← Back to Hub

Q-Learning Improvement Research

Each team member picks one topic to research and implement

📈 Learning Rate Strategies

Function to modify: get_learning_rate() in w19d2_starter.py

What is Learning Rate?

The learning rate (α) controls how much new information overrides old information during Q-value updates.

Q(s,a) ← Q(s,a) + α × [r + γ × max Q(s') - Q(s,a)]

High Learning Rate (0.5-1.0)

Fast adaptation to new experiences. Risk: Unstable, may forget good policies.

Low Learning Rate (0.01-0.1)

Stable, gradual learning. Risk: Slow convergence, may get stuck.

Improvement Ideas

1. Time-Based Decay Easy

Start with high learning rate, decay over time:

# In get_learning_rate(): def get_learning_rate(self, state=None): return self.learning_rate * (0.999 ** self.total_updates)
  • Allows fast early learning, then stabilizes
  • Try different decay factors: 0.999, 0.9995, 0.9999

2. Per-State Learning Rate Medium

Track visits to each state, decrease learning rate for frequently visited states:

# Add to __init__(): self.visit_counts = {} # In get_learning_rate(): def get_learning_rate(self, state=None): if state not in self.visit_counts: self.visit_counts[state] = 0 self.visit_counts[state] += 1 return 1.0 / self.visit_counts[state]
  • Guarantees convergence (Robbins-Monro conditions)
  • Well-studied states get smaller updates

3. Scheduled Decay Easy

Step-based decay at specific intervals:

def get_learning_rate(self, state=None): episode = self.total_updates // 500 if episode < 100: return 0.5 if episode < 300: return 0.2 return 0.05

Resources

Pitfall to Avoid

Don't decay the learning rate too quickly! If it reaches 0 too soon, the agent stops learning entirely.

🔍 Exploration Strategies

Function to modify: select_action() in w19d2_starter.py

The Exploration-Exploitation Dilemma

Should the agent try new things (explore) or stick with what works (exploit)?

Too Much Exploration

Agent keeps trying random actions even when it knows good ones.
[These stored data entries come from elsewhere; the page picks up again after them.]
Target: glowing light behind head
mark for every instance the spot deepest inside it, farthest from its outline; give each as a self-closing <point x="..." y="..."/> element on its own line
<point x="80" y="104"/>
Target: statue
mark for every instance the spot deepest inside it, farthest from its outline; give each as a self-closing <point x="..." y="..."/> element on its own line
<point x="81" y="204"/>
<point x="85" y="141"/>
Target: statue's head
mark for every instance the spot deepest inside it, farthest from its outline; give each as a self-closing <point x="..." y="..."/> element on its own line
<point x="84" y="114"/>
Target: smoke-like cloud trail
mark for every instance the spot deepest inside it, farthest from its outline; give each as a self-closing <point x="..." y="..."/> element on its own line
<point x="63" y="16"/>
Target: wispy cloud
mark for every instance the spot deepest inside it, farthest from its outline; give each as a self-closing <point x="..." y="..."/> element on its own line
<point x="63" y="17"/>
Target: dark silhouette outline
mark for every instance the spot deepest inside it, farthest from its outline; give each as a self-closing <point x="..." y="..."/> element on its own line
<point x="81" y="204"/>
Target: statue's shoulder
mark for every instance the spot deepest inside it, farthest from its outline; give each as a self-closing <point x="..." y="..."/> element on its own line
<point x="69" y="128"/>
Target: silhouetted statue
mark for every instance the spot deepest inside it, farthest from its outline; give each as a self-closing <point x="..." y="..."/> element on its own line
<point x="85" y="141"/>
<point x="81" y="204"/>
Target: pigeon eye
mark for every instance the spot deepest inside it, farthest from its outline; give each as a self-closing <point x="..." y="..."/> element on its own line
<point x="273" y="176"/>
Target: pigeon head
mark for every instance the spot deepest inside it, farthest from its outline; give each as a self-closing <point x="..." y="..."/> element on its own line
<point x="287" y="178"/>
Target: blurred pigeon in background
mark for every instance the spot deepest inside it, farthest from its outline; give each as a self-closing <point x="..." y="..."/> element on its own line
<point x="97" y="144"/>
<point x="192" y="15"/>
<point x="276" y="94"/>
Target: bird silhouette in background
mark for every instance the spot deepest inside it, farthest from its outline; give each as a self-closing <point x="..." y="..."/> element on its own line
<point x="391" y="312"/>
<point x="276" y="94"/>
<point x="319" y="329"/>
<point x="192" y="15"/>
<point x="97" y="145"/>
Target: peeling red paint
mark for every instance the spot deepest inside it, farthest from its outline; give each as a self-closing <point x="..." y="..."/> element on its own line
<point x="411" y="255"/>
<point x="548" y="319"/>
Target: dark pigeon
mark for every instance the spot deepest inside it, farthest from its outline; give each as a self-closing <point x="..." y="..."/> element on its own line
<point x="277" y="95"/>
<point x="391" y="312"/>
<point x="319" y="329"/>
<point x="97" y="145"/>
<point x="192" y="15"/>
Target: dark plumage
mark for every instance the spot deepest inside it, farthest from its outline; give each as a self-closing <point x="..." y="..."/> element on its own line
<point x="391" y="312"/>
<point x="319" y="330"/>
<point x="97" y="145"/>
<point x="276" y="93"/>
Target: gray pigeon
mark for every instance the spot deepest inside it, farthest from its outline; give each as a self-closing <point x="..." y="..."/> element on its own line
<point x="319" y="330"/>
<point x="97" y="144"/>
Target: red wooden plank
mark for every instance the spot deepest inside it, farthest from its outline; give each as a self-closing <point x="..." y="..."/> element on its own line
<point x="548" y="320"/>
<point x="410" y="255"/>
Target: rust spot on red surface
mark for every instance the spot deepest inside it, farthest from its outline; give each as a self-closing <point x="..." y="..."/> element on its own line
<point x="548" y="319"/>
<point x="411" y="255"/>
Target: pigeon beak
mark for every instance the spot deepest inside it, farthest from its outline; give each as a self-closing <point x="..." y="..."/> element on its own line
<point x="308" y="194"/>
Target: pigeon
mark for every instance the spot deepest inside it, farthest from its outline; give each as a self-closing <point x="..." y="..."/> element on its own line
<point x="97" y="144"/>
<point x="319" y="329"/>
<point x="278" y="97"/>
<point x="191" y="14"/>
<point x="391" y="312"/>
Score never improves.

Too Little Exploration

Agent gets stuck with suboptimal policy because it never discovers better actions.

Improvement Ideas

1. Boltzmann/Softmax Exploration Medium

Instead of random exploration, choose actions probabilistically based on Q-values:

def select_action(self, state, training=True): discrete_state = self.discretize(state) q_values = self.q_table[discrete_state] temperature = 1.0 # Higher = more random exp_q = np.exp(q_values / temperature) probs = exp_q / np.sum(exp_q) return np.random.choice([0, 1], p=probs)
  • Better actions more likely to be chosen
  • Still explores, but prefers promising actions
  • Try temperature values: 0.5, 1.0, 2.0

2. Linear Epsilon Decay Easy

Decay epsilon linearly instead of exponentially:

# Replace decay_epsilon() method: def decay_epsilon(self, episode): decay_steps = 400 # Reach epsilon_end after this many episodes self.epsilon = max( self.epsilon_end, self.epsilon_start - (episode / decay_steps) * (self.epsilon_start - self.epsilon_end) )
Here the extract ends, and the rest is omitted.